L'OTAN appelle l'armée turque à la "retenue" au Kurdistan irakien

10 juillet 2007 - ISTANBUL CORRESPONDANCE

Le secrétaire général de l'OTAN, Jaap de Hoop Scheffer, en visite mardi 12 juin à Ankara, a demandé à la Turquie de "faire preuve d'une retenue maximale" dans sa lutte contre les séparatistes kurdes du Parti des travailleurs du Kurdistan (PKK), à l'issue d'une entrevue avec le ministre turc des affaires étrangères, Abdullah Gül.
Tout en soulignant que "l'OTAN exprime sa solidarité et (qu')elle est impliquée dans la guerre contre le terrorisme", M. de Hoop Scheffer a rejeté l'idée d'une action de l'OTAN contre les séparatistes kurdes en territoire irakien.
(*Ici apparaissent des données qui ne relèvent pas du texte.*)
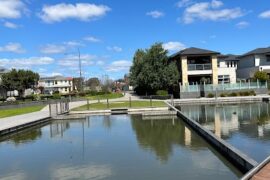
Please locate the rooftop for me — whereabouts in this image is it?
[170,47,220,58]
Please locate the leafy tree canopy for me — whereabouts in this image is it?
[130,43,179,94]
Cet appel à la modération et à une solution diplomatique aura sans doute fait grincer des dents dans les rangs de l'état-major turc, à un moment où les relations avec Washington et avec l'organisation atlantique sont plutôt fraîches. Même si le département d'Etat a fermement rappelé, mardi, que "le PKK est une organisation terroriste", l'armée turque reproche à son allié américain son inaction contre le PKK en Irak. Selon Ankara, au moins 3 500 rebelles seraient stationnés dans les montagnes de la province autonome irakienne du Kurdistan, avec la bénédiction des autorités kurdes locales.

RÉUNION STRATÉGIQUE

Le premier ministre turc, Recep Tayyip Erdogan, a lui aussi estimé que l'opération en Irak, préparée depuis plusieurs semaines et réclamée par l'état-major et le principal parti d'opposition, le CHP (Parti républicain du peuple, gauche nationaliste), n'avait aucun caractère d'urgence. "La lutte à l'intérieur du pays est-elle terminée pour que nous allions nous occuper maintenant de l'Irak ?", s'est-il interrogé devant un parterre de journalistes, insistant sur la guerre que la Turquie doit mener sur son propre territoire.
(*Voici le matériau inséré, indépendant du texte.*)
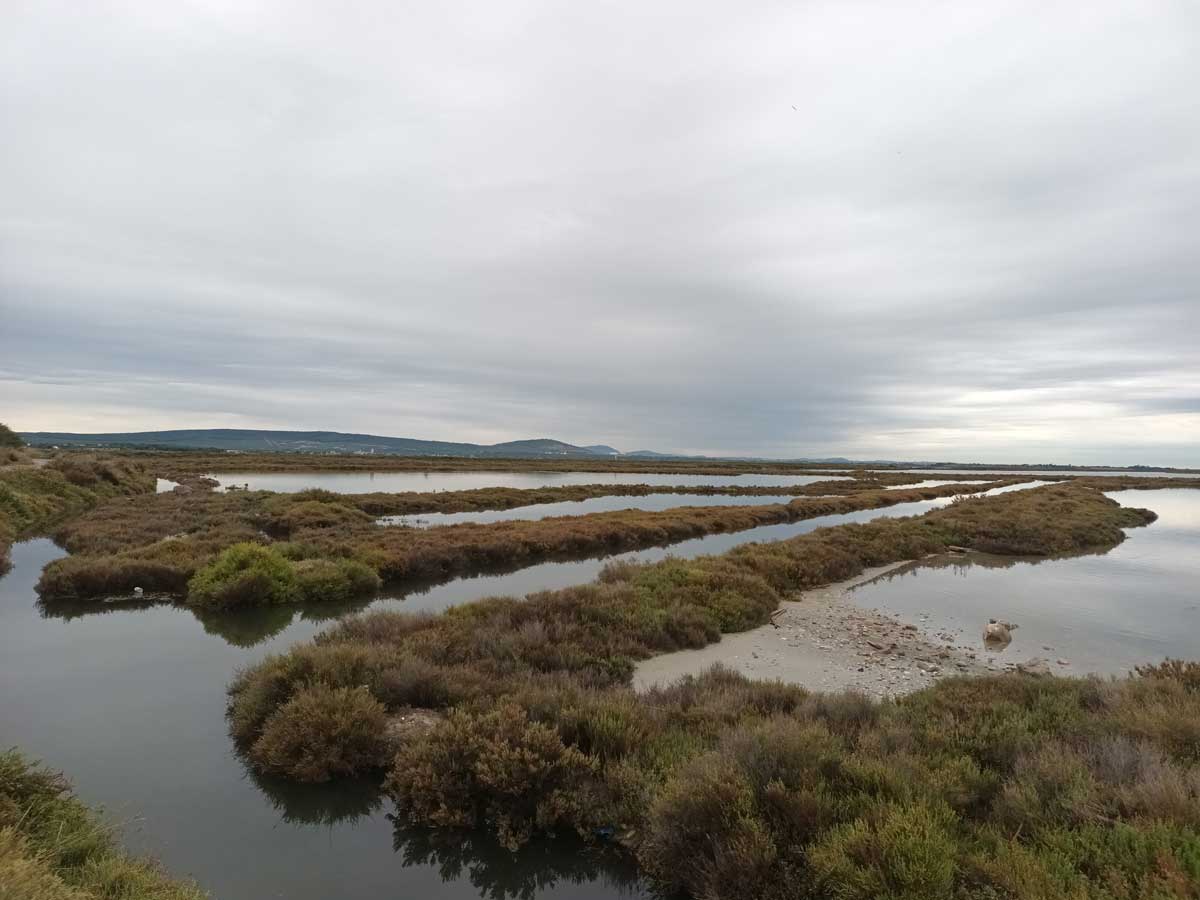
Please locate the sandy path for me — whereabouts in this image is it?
[634,563,996,697]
Des dizaines de milliers de soldats quadrillent déjà le sud-est de la Turquie, à majorité kurde et proche de la frontière irakienne. Les combats et les attaques contre des convois militaires ont fait 125 morts depuis le début de l'année, dont une cinquantaine parmi les forces de sécurité.

Pour le chef du gouvernement, qui a présidé, mardi soir, une réunion stratégique avec les chefs de l'état-major des armées sur la réponse à apporter au PKK, une intervention en Irak serait inopportune, à quelques semaines des élections législatives prévues le 22 juillet et préparées dans la plus grande confusion. Même si, officiellement, "le gouvernement et les forces armées turques mènent la bataille contre le terrorisme en totale harmonie", selon le communiqué officiel publié à l'issue de la réunion.

De leur côté, les rebelles kurdes ont voulu lancer un signal, mardi, en décrétant, à la surprise générale, un "cessez-le-feu unilatéral". "Nous renouvelons nos appels à cesser les attaques contre l'armée turque. Nous voulons la paix et nous sommes prêts à négocier, a rapporté Abdul Rahman Chaderchi, l'un des dirigeants du PKK côté irakien. Mais si nous sommes attaqués, nous nous battrons et nous aurons la capacité de répondre à toute agression turque."

A de nombreuses reprises déjà, le PKK a appelé à des cessez-le-feu, mais généralement sans être pris au sérieux.